Aunque no tenga importancia alguna, a mí me gustan casi todos los taburetes. O, por lo menos, eso creía. Será que me hago mayor y mis manías se van definiendo con más precisión, y que mi culo ya ha pasado por un buen número de asientos. Por suerte, todavía no me aquejan los problemas de espalda y ningún accidente ni otro tipo de suceso me han dañado las vértebras, así que no voy a arremeter contra los taburetes sin respaldo, que son un infierno para los que sí padecen de la columna. De hecho, los prefiero, ya que te obligan a mantener una tensión que me parece necesaria para estar sentado en una barra donde bebes, sea para adentrarte en tus pensamientos o charlar con tu bartender, tu acompañante o con el vecino de taburete que acabas de conocer. Repantigarse demasiado solamente traería cosas malas, como irte a levantar de un butacón después de unas cuantas copas y pegarte una batacazo tremendo, y todo porque no has mantenido esa tensión que ayuda a entender, entre otras cosas, dónde estás, quién eres y cómo te van sentando las copas que te has echado por todo lo alto. Dejo al lector cualquier lectura psicoanalítica de esto porque a mí el otro día por Twitter me llamaron al orden.

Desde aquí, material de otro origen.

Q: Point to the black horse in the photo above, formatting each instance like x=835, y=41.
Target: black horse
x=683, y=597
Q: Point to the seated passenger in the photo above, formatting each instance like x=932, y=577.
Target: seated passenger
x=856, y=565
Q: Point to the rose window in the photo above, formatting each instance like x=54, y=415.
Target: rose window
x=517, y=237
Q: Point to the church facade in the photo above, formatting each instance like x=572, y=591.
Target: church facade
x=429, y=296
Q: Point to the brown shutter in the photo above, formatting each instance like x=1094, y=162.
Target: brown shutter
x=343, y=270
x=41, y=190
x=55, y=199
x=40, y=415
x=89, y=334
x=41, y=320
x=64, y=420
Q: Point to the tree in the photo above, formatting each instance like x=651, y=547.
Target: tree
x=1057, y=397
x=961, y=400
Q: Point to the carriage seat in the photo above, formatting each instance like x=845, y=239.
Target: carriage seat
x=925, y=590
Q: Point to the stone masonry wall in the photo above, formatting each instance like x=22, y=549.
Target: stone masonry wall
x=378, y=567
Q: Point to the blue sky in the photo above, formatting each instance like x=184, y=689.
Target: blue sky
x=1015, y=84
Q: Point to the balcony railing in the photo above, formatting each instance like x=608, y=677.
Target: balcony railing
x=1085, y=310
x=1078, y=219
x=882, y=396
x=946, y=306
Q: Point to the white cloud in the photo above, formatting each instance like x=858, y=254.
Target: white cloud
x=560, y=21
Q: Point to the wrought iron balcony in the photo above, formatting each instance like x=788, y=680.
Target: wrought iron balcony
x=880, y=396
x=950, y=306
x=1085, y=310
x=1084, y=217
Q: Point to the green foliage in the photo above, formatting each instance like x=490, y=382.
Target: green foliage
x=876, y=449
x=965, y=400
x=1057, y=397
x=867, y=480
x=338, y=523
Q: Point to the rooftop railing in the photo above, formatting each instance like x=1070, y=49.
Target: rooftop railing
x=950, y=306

Sin embargo, de la quema no se salvan los taburetes sin estribos, que te dejan las piernas colgando, un sentimiento de desamparo tremendo y una alta probabilidad de dejarte los dientes en la barra. Siendo yo una persona que se alarga bastante por encima de la media femenina europea, sentirme como en una trona no me gusta. Pero es que todavía hay un invento peor que mi mente jamás había concebido y que me encontré en un bar al que fui por compromiso: son los taburetes que tienen el estribo invertido, es decir, en lugar de situarse bajo tus pies se sitúa justo detrás, haciendo que esa barra metálica donde te apoyas, y que probablemente sea la segunda barra más importante del bar, no pueda cumplir su función. Y no es tan sencillo como girar 180º el taburete: a veces esos malditos tienen un diminuto respaldo de 4 cm de alto que no sirve para nada, solo para confundirte y echarte hacia atrás sin ningún sostén real, e impiden el giro para que el estribo quede en su debido lugar. En fin, como dirían los antiguos griegos y algún tatuaje reciente, nosce te ipsum, pero sobre todo, conoce el taburete donde te sientas, porque la hostia puede ser épica.